R : Scénaristiquement non, ni l’un ni l’autre mais le choix graphique est celui de Guillaume, je le laisse donc répondre à cette question. Même si, pour moi, la similitude est plus à faire avec Mandrake… Cela dit, c’est vrai que cette position rappelle assez Gambit !
G : Ah oui, pourquoi pas… mais j’avoue que je n’y ai pas pensé du tout. On discute beaucoup avec Rémi, des heures au téléphone, on fixe les grandes lignes, les événements et les cliffhangers de la série, les moments où l’on va tenter de surprendre les lecteurs. Il y a donc dans le deuxième tome un nouveau personnage, le plus grand illusionniste du monde, contemporain et ami d’Arthur Conan Doyle. Il était évident pour nous qu’il possède un paquet de cartes numériques pour effectuer des tours de close-up (magie rapprochée).
ZY : La rédaction a adoré le début de l’aventure. De combien de volumes sera composée la série ? Connaissez-vous la date de sortie du deuxième opus ? Peut-on avoir quelques infos en exclu sur la suite ?

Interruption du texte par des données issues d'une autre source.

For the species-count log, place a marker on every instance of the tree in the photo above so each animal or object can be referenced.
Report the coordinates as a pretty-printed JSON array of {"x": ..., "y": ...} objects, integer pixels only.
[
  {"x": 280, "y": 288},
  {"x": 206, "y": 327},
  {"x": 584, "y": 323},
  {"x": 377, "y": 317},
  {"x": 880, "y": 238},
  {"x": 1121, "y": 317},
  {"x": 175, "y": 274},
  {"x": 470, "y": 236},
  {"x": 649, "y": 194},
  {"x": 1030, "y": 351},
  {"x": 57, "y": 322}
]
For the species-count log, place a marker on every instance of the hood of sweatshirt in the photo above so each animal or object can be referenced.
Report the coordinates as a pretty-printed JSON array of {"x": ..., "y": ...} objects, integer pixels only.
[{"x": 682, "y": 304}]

R : Merci, nous sommes ravis que cela vous ait plu, on vous promet d’énormes surprises pour la suite et on vous garantit que vous ne regretterez pas d’avoir jeté un œil à «City Hall» ! La série en elle-même fera peut-être beaucoup de tomes, le plus possible, mais ce sera le public qui en décidera. En attendant, nous ne voulions pas démarrer une histoire sans garantir à nos lecteurs la possibilité de lire une vraie fin, c’est pourquoi l’enquête en cours se terminera au troisième tome. Et pour les révélations… en voici quelques-unes mais chut, c’est un secret ! Le nom du magicien dans le numéro 2, prévu pour l’automne de cette année, c’est Harry Houdini; Black Fowl verra grossir ses rangs de deux nouveaux membres très dangereux et à l’issue de la troisième et dernière partie, on connaîtra enfin son identité ! Mais peut-être la trouverez-vous avant… Il suffit de chercher !
ZY : Dans le manga, les deux auteurs publient leurs œuvres au format numérique, dû à l’absence du papier dans leur univers, que pensez-vous de ce nouveau support ?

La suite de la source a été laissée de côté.